Shifting past CISSP and Safety+, lots of the different safety certifications additionally confirmed features. Licensed Moral Hacker (CEH) was up 1.4%, as was the much less fashionable CompTIA PenTest+ certification (3.3%). Licensed Cloud Safety Skilled was up 2.4%, considerably lower than we’d anticipate, given the significance of the cloud to fashionable IT, nevertheless it’s nonetheless a achieve. ISACA’s Licensed in Danger and Info Techniques Management (CRISC) was up 45%, Licensed Info Safety Supervisor (CISM) grew 9.3%, and Licensed Info Safety Auditor (CISA) was up 8.8%; these three certifications are strongly related to safety governance. Probably the most vital declines have been for the CompTIA Cybersecurity Analyst (CySA+) certification (down 13%) and CCNA Safety (down 55%). The drop in CCNA Safety is excessive, nevertheless it isn’t sudden on condition that not one of the Cisco certifications confirmed a rise this 12 months.

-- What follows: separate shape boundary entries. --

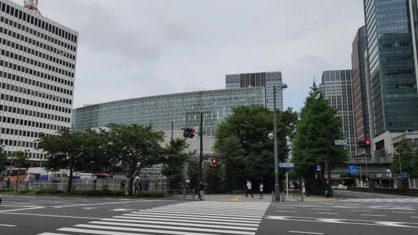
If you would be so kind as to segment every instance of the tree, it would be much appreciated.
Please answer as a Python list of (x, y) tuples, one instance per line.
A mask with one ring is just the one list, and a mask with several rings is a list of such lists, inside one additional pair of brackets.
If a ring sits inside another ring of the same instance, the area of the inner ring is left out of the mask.
[[(287, 158), (297, 113), (277, 111), (279, 159)], [(238, 107), (217, 127), (214, 149), (225, 164), (228, 191), (242, 189), (245, 179), (265, 180), (265, 190), (274, 182), (274, 144), (267, 137), (274, 131), (273, 112), (263, 107)]]
[(129, 192), (132, 195), (135, 174), (162, 161), (164, 152), (160, 144), (164, 133), (137, 124), (111, 124), (107, 128), (109, 142), (106, 146), (107, 151), (113, 156), (113, 162), (128, 168)]
[(14, 166), (16, 166), (19, 170), (17, 171), (17, 176), (16, 177), (16, 189), (17, 190), (17, 187), (19, 186), (19, 177), (21, 173), (21, 168), (24, 167), (26, 165), (26, 161), (28, 161), (28, 150), (25, 151), (16, 151), (12, 152), (10, 154), (10, 159), (13, 160), (13, 163)]
[(162, 173), (168, 179), (170, 189), (182, 189), (185, 182), (185, 168), (187, 161), (192, 157), (192, 153), (185, 153), (188, 145), (184, 139), (175, 139), (170, 141), (164, 150), (164, 166)]
[[(329, 161), (331, 170), (345, 162), (346, 151), (333, 144), (335, 139), (344, 139), (341, 128), (337, 110), (329, 105), (314, 83), (300, 111), (293, 144), (292, 160), (296, 164), (297, 175), (311, 182), (316, 172), (316, 166), (324, 166)], [(324, 179), (324, 170), (321, 172)]]
[(89, 155), (84, 150), (89, 142), (86, 132), (75, 132), (67, 128), (60, 130), (56, 135), (43, 135), (39, 139), (38, 148), (47, 155), (46, 168), (53, 170), (66, 169), (69, 171), (67, 192), (71, 192), (73, 173), (87, 167)]

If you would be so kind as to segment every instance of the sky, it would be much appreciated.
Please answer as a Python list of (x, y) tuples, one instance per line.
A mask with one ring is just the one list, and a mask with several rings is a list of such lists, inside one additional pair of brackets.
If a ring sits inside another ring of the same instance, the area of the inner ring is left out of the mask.
[[(13, 0), (23, 4), (23, 0)], [(299, 110), (322, 71), (351, 67), (362, 0), (39, 0), (79, 32), (74, 108), (225, 88), (225, 75), (280, 71)]]

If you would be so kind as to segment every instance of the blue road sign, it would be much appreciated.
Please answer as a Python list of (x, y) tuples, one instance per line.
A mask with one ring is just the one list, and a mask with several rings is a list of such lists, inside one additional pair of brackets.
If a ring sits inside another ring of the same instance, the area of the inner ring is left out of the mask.
[(349, 174), (355, 175), (358, 172), (358, 167), (357, 166), (349, 166)]
[(280, 162), (278, 164), (278, 167), (280, 168), (293, 168), (295, 167), (295, 164), (293, 162)]

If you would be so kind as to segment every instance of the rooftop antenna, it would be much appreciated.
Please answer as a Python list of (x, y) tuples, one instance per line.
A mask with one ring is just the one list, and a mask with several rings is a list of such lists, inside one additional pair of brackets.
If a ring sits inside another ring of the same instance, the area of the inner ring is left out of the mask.
[(25, 0), (23, 6), (32, 12), (35, 12), (41, 15), (41, 12), (38, 10), (38, 0)]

We’re lacking one essential piece of the safety certification puzzle. There’s no knowledge on AI safety certifications—and that’s as a result of there aren’t any. Software program that comes with AI should be constructed and operated securely. That may require safety consultants with AI experience (and who can exhibit that experience by way of certifications). We anticipate (or perhaps a greater phrase is “we hope”) that lack shall be addressed within the coming 12 months.

Skilled Growth
Skilled improvement continues to be an essential progress space for our viewers. Crucial talent, Skilled Communication, grew 4.5%—not a lot however vital. We noticed a 9.6% enhance in customers desirous to know extra about Engineering Management, and a 21.5% enhance in customers utilizing content material about Private Productiveness.

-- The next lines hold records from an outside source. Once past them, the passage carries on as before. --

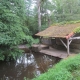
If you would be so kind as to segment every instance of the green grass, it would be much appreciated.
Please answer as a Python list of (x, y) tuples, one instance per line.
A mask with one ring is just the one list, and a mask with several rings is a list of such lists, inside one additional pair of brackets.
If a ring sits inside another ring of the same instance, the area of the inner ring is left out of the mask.
[(80, 54), (60, 61), (33, 80), (80, 80)]

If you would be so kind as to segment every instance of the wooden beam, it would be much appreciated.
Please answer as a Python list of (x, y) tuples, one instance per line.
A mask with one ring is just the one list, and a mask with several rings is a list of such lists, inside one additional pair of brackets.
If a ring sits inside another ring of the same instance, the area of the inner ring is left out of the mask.
[[(59, 38), (60, 39), (60, 38)], [(62, 39), (60, 39), (60, 41), (62, 42), (62, 44), (66, 47), (66, 49), (67, 49), (67, 45), (63, 42), (63, 40)]]

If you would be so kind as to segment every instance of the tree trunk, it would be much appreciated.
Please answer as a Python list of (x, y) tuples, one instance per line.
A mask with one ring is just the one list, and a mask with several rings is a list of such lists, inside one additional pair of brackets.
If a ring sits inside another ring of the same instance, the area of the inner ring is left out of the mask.
[(37, 7), (38, 7), (38, 31), (41, 31), (41, 14), (40, 14), (40, 5), (41, 5), (41, 0), (37, 0)]

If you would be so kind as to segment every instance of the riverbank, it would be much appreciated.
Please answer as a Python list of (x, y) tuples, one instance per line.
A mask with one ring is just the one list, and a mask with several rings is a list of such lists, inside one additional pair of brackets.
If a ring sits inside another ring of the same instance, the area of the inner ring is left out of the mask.
[(33, 80), (80, 80), (80, 54), (62, 60)]

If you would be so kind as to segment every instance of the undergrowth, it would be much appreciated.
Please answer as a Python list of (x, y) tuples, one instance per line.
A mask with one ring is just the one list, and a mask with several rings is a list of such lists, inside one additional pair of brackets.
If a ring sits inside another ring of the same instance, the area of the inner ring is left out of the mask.
[(33, 80), (80, 80), (80, 54), (56, 64)]

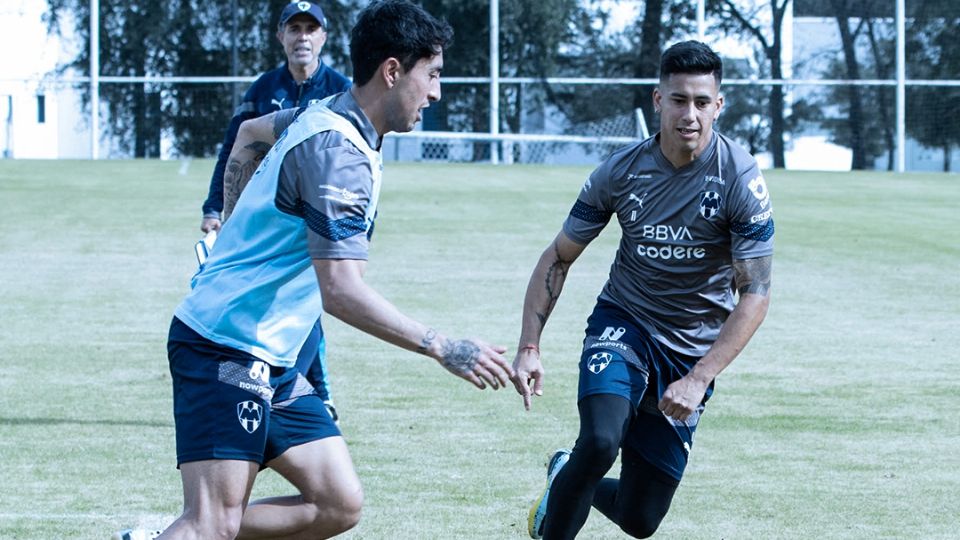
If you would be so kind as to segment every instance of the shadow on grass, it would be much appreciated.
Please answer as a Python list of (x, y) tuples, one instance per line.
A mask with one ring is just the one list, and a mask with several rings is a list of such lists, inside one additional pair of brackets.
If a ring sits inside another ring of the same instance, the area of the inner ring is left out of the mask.
[(2, 418), (0, 426), (134, 426), (134, 427), (173, 427), (173, 422), (155, 422), (149, 420), (105, 420), (78, 418)]

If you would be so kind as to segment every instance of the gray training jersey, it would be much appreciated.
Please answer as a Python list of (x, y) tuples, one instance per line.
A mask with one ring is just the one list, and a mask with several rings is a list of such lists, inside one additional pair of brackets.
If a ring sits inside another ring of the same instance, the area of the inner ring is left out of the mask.
[(773, 253), (773, 206), (756, 160), (729, 138), (714, 132), (677, 169), (657, 137), (604, 161), (563, 230), (587, 244), (616, 214), (622, 236), (599, 300), (668, 347), (703, 356), (735, 305), (732, 261)]

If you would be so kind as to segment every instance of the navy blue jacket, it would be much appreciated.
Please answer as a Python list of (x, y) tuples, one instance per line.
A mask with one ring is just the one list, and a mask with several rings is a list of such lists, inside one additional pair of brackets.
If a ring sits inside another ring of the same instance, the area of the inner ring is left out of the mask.
[(350, 79), (344, 77), (333, 68), (327, 67), (322, 61), (313, 75), (297, 84), (286, 62), (277, 69), (268, 71), (253, 81), (250, 89), (243, 96), (243, 103), (237, 107), (227, 127), (227, 135), (223, 139), (220, 155), (217, 157), (217, 166), (213, 169), (210, 178), (210, 191), (207, 200), (203, 202), (204, 217), (220, 217), (223, 212), (223, 173), (227, 167), (227, 158), (233, 150), (233, 143), (237, 140), (237, 132), (244, 120), (257, 118), (265, 114), (304, 107), (316, 103), (321, 99), (338, 94), (350, 88)]

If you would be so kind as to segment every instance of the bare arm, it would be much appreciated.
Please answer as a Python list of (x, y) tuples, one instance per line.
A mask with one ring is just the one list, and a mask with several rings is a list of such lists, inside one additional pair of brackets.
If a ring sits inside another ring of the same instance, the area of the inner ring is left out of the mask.
[(327, 313), (388, 343), (437, 360), (477, 388), (506, 386), (513, 375), (504, 347), (477, 339), (448, 339), (407, 317), (363, 281), (365, 261), (315, 259), (314, 269)]
[[(544, 250), (527, 284), (523, 300), (520, 344), (513, 360), (513, 386), (523, 396), (523, 406), (530, 409), (531, 392), (543, 395), (543, 364), (540, 362), (540, 336), (557, 305), (570, 266), (583, 253), (586, 245), (578, 244), (563, 231)], [(533, 388), (530, 382), (533, 381)]]
[(733, 362), (760, 327), (770, 305), (770, 270), (773, 258), (733, 261), (734, 283), (740, 301), (720, 329), (717, 341), (690, 373), (667, 387), (660, 410), (686, 420), (700, 405), (710, 382)]
[(288, 117), (276, 112), (251, 118), (240, 124), (237, 139), (227, 158), (223, 173), (223, 221), (226, 221), (253, 172), (260, 166), (277, 137), (290, 124)]

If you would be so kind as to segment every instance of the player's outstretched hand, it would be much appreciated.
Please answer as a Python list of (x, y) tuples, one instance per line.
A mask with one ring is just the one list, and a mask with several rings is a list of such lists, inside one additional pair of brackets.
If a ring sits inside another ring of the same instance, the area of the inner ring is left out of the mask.
[[(543, 395), (543, 364), (540, 351), (534, 347), (524, 347), (517, 351), (513, 359), (514, 375), (510, 379), (517, 393), (523, 397), (523, 408), (530, 410), (532, 396)], [(530, 383), (533, 383), (532, 385)]]
[(684, 422), (700, 406), (706, 392), (707, 383), (688, 375), (670, 383), (657, 406), (663, 414)]
[(506, 347), (479, 339), (449, 339), (443, 345), (440, 365), (481, 390), (487, 385), (497, 390), (513, 377), (513, 369), (503, 357), (505, 352)]
[(219, 231), (220, 220), (217, 218), (203, 218), (203, 221), (200, 222), (200, 230), (205, 233)]

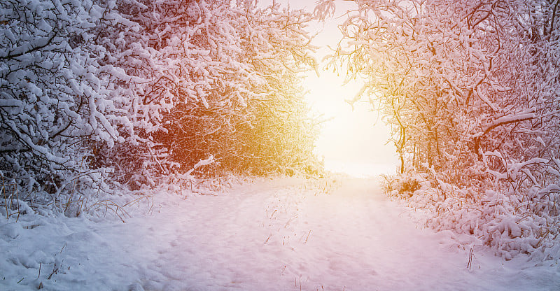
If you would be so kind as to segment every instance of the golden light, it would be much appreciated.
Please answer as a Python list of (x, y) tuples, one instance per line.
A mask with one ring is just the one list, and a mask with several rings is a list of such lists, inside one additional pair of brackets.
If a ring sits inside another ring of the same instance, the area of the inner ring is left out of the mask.
[[(313, 11), (316, 0), (284, 0), (282, 6)], [(346, 3), (345, 3), (346, 2)], [(263, 0), (259, 5), (270, 5), (272, 0)], [(395, 147), (386, 144), (390, 134), (379, 113), (372, 111), (368, 102), (351, 106), (346, 100), (354, 99), (361, 85), (358, 81), (344, 85), (346, 72), (334, 73), (323, 70), (323, 57), (332, 53), (342, 38), (337, 25), (344, 20), (343, 15), (354, 8), (353, 1), (337, 2), (335, 17), (323, 22), (315, 22), (309, 27), (317, 33), (312, 44), (319, 49), (319, 73), (309, 72), (304, 80), (309, 90), (307, 101), (314, 115), (321, 115), (324, 122), (317, 141), (315, 153), (323, 157), (328, 169), (343, 171), (353, 176), (367, 176), (382, 173), (394, 173), (397, 164)], [(359, 81), (359, 80), (358, 80)], [(354, 107), (354, 108), (353, 108)]]

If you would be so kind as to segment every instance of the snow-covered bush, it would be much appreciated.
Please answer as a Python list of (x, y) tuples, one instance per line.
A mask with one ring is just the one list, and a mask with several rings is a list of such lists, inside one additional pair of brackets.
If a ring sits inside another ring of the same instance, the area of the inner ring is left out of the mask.
[[(316, 14), (333, 3), (322, 1)], [(479, 232), (486, 232), (484, 242), (500, 252), (553, 243), (560, 206), (557, 6), (356, 3), (331, 65), (365, 80), (356, 101), (368, 99), (384, 113), (401, 173), (423, 174), (431, 185), (411, 199), (432, 204), (437, 228), (461, 231), (463, 212), (477, 209), (468, 223)]]
[(53, 200), (211, 155), (219, 171), (319, 167), (299, 82), (311, 20), (252, 1), (3, 1), (0, 177)]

Mission Administration was nearly unchanged from 2023 to 2024 (up 0.01%), whereas using content material concerning the Mission Administration Skilled (PMP) certification grew 15%. Curiosity in Product Administration declined 11%; it appears to be a talent that our customers are much less excited by. Why? For the previous few years, product supervisor has gave the impression to be a classy new job title. However in final 12 months’s report, Product Administration solely confirmed a small achieve from 2022 to 2023. Is curiosity in Product Administration as a talent or as a job title fading?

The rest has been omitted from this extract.